L’Europe, entendons les chefs d’Etat et de gouvernement concernés, a ces dix dernières années, commis trois erreurs majeures. La première a été d’élargir l’union sans avoir changé profondément ses institutions. La seconde a été d’écarter l’idée d’un noyau dur, d’un premier cercle, d’un pôle central – qu’importent les termes – qui aurait permis d’harmoniser la fiscalité, de coordonner les politiques, de porter des projets industriels, écologiques, éducatifs , d’aller plus vite et d’entraîner l’ensemble. Enfin, et c’est là, la faute la plus grave : avoir imaginé une monnaie unique avec une banque centrale indépendante – c’était la condition – sans autorité politique, sans convergence fiscale, sans surveillance effective des politiques budgétaires, sans gouvernance dans la stratégie de change, sans solidarité financière automatique. Bref, d’avoir laissé une monnaie sans défense face aux marchés.
Les crises sont des épreuves. Elles révèlent les défaillances. Elles éclairent aussi les destins possibles. L’Europe a pour le moment colmaté les brèches. Elle a improvisé avec la Grèce un soutien d’urgence en lien avec le FMI. Elle a instutionnalisé avec l’Irlande son intervention en créant un fond de stabilisation financière. Elle a imposé des plans d’austérité aux pays les plus menacés sans être sûr qu’ils suffisent ou qu’ils ne provoqueront pas faute de croissance, l’apparition d’un défaut de paiement de tel ou tel Etat. Pendant ce temps là, l’Euro reste à une parité bien plus haute que son cours d’introduction (1,30$ contre 1,17$). Ce sauve qui peut repose sur un pari : la confiance des marchés dans la solidarité européenne. Mais qui ne voit qu’elle n’est pas au rendez vous ? L’Allemagne n’entend pas aller au delà des 750 Milliards d’Euro prévus pour le fond. Et les pays d’Europe du nord regardent avec méfiance ceux du sud. Quant aux proclamations de vertu, notamment en France, elles sont dignes de Tartuffe : cachez ce déficit que je ne saurais voir !
Cette fuite en avant risque de provoquer l’effondrement. Non pas le collapsus mais la régression, le retour à l’Europe du début des années 80. Et avec une Allemagne bien plus forte.

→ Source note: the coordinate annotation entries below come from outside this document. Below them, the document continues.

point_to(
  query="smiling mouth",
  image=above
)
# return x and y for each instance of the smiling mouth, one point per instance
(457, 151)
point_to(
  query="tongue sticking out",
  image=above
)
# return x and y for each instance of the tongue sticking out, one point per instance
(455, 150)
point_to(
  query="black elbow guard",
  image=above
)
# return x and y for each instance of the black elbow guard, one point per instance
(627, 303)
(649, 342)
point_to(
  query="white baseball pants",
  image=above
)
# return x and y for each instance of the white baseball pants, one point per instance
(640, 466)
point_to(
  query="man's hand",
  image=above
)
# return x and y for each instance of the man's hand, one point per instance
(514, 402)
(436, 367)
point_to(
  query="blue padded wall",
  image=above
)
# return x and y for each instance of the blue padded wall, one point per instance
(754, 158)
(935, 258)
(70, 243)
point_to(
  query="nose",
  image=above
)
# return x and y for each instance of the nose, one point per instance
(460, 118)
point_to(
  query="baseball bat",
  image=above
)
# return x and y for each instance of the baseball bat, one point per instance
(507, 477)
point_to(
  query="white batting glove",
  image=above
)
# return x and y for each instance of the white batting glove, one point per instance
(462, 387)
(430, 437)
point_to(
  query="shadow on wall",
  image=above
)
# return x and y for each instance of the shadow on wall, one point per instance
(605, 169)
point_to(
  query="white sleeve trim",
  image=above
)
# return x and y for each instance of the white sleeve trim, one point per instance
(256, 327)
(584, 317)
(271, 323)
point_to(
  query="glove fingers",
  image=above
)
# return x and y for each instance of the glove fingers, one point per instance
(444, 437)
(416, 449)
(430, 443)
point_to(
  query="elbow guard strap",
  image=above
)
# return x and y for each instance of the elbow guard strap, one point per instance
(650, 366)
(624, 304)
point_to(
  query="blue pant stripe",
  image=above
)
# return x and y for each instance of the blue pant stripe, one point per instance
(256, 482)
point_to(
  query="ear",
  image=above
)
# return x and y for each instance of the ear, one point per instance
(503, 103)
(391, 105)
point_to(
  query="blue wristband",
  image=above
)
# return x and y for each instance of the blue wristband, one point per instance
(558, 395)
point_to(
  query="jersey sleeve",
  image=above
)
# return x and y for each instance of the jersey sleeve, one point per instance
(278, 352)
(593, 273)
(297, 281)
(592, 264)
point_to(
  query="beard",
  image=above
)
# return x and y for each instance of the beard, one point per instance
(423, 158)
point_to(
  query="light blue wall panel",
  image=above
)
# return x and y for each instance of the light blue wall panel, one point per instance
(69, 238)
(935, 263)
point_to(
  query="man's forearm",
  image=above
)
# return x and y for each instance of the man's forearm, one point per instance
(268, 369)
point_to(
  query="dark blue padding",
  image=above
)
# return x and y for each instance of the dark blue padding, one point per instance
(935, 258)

L’élection présidentielle de 2012, ne décidera pas seulement de l’avenir de la France mais aussi la suite du cours de la construction européenne. Elle doit être l’occasion de promouvoir trois ruptures majeures. D’abord la définition d’une stratégie de redressement des finances publiques des pays de la zone euro. Plutôt que de fixer des objectifs irréalistes financièrement, insupportables socialement et intenables économiquement, il convient d’étaler dans le temps le retour à l’équilibre, y compris en envisageant de rééchelonner les échéances voire de restructurer les dettes souveraines des pays en difficulté, c’est à dire de faire contribuer le secteur bancaire à la remise en ordre.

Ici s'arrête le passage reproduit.